IN somewhat alarming news, a study has revealed that Australian parents are failing to recognise just how much time they spend on devices when they're meant to be caring for their kids.

Researchers at Monash University have suggested parents are "depriving their children of vital interaction and life-development opportunities" through their actions (or lack of) when out in public with their children."

Master of Educational and Developmental Psychology and PhD candidate, Carrie Ewin says, "mobile devices are now a staple in our lives so it's important that we understand how they affect parent-child relationships."

In order to better understand how parents interact with their children, researchers observed parents at food courts and play areas in Melbourne.

If that's not creepy already, they observed and took notes about tapping, swiping and speaking habits alongside reactions and interactions with their children.

The results revealed nearly 82 percent of parents or carers used a mobile device for more than 10 minutes.

"One caregiver was observed spending nearly two hours absorbed in their mobile device," revealed a report from Monash University.

They also reported observing parents missing signs of danger "such as their children falling or wandering off" and very few engaged in conversation with their child at all.

"One parent was so engrossed in their device - for more than 30 minutes - that they didn't notice their son hitting play equipment or crawling over furniture.

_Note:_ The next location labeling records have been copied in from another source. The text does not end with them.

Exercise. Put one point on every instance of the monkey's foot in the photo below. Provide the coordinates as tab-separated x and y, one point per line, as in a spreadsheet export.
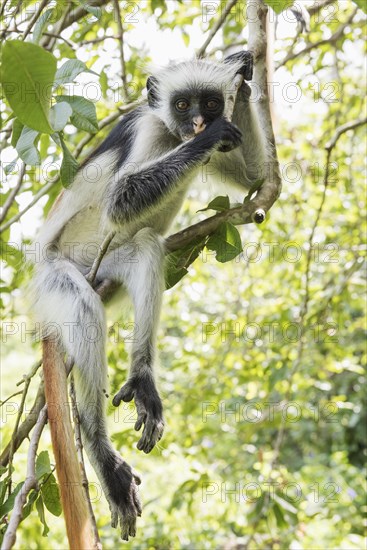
149	408
126	507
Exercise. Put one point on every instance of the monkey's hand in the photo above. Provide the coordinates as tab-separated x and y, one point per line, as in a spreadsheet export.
124	499
228	136
148	406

Another caregiver didn't see their baby standing up and falling out of a pram," Carrie said.

"Another child was observed sitting silently and fiddling with a strap, without sharing any conversation, laughter or smiles, for 20 minutes until she tried to get her father's attention by giving him a hug. Even then, the parent still didn't look up."

Carrie says, "parent-child language is essential for the formation of children's early language skills and also has many other developmental benefits such as bonding and learning to regulate emotions." This is why it is important for parents to engage with their child.

While this is alarming information, and certainly, the details about a child attempting to engage their parent to no avail is heartbreaking.

But we should keep in mind that the research took place in only two locations. Both of those are generally places we go as parents to unwind and have some time to catch up on devices.

My kids are older now so we avoid those play areas with screaming kids as much as possible, but I remember timing my mid-morning walks with two toddlers with a play in those places. I would wander past the local coffee shop, grab a coffee and head over to the play area where the kids can have a little fun while I sit and watch.

Yes, I used my mobile phone, but I was also always aware of where my children were and what they were doing. There's nothing wrong with taking some time out after a busy morning of baby talk and play dough.

Did the researchers ask the parents what they had done just before this? Or what they were planning afterwards?

Maybe those parents on devices for an extended period of time had just come from Kindergym, where they spent an entire hour interacting with their kids. Maybe they had just found out a parent was dying and they were organising palliative care and sending messages asking for support.

Sure, this should be a reminder to not be so engrossed in our screens we fail to realise when our child is in danger. It does happen, and people do need to be conscious of ensuring their child feels like the most important thing in our lives.

But we also need to be mindful that a small window of someone's day at a location where parents generally go to have a breather may not be the best indication of what all parents do on a daily basis.